Brave Partner is a “short notice action planning exercise” that aims to enhance regional partnerships and increase U.S. force readiness and interoperability in a realistic, multinational training environment, including roughly 180 U.S. Soldiers from the 2nd Cavalry Regiment with support from 30 service members from the Army of the Republic of North Macedonia, Dec. 1-10, 2023 at Skopje International Airport and Krivolak Training Area, North Macedonia.
“I find it exceptionally phenomenal to have the opportunity to field equipment and work with partner units as well as partner nations,” said Capt. Shenelle Stallings, 509th SSB Headquarters and Headquarters Detachment commander. “The cohesion and the trust we’re building with one another — because I’m from the 509th, and we’re providing comms for 2CR, and we’re in North Macedonia — so all those pieces coming together and seeing how these things work makes it all the more worthwhile.”
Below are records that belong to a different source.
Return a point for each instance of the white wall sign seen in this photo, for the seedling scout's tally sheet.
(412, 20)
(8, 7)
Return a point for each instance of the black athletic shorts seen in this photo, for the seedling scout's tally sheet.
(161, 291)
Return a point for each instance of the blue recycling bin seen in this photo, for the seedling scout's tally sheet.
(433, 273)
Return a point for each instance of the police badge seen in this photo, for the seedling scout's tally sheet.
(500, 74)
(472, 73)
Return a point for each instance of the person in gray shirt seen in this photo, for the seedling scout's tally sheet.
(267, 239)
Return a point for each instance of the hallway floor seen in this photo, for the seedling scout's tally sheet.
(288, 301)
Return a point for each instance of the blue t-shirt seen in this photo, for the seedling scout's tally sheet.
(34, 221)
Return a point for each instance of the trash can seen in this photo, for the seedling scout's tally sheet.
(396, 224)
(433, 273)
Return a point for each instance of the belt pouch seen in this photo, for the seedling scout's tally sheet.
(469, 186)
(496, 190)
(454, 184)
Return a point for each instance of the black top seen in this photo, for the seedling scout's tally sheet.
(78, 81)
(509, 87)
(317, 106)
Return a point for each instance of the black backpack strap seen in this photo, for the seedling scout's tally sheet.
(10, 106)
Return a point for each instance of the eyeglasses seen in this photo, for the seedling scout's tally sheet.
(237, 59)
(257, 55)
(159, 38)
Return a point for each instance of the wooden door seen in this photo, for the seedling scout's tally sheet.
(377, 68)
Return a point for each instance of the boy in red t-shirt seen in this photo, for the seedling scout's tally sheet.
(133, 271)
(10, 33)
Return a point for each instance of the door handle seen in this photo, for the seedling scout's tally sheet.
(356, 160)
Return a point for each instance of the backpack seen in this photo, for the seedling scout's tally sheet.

Stallings said her team is making history by validating en route mission command that’s first-of-its-kind on a strategic network, and they’re setting a foundation and building it from the ground up in their area of operation. They achieved excellent signal speeds that exceeded their expectations with minimal latency. They faced snow and heavy clouds, which had the potential to degrade signal transmissions. She explained that taxiing and takeoff were the most important parts of the test while transitioning between equipment from ground to air, and that was also successful.
“I was on a video chat the entire time, and it was crystal clear,” said Stallings. “We use the Voyager 8 and the KAFMA antenna that allows us to reach back to our strategic network in Italy, and then we’re also able to come here with our Starlink and transition to that seamlessly.”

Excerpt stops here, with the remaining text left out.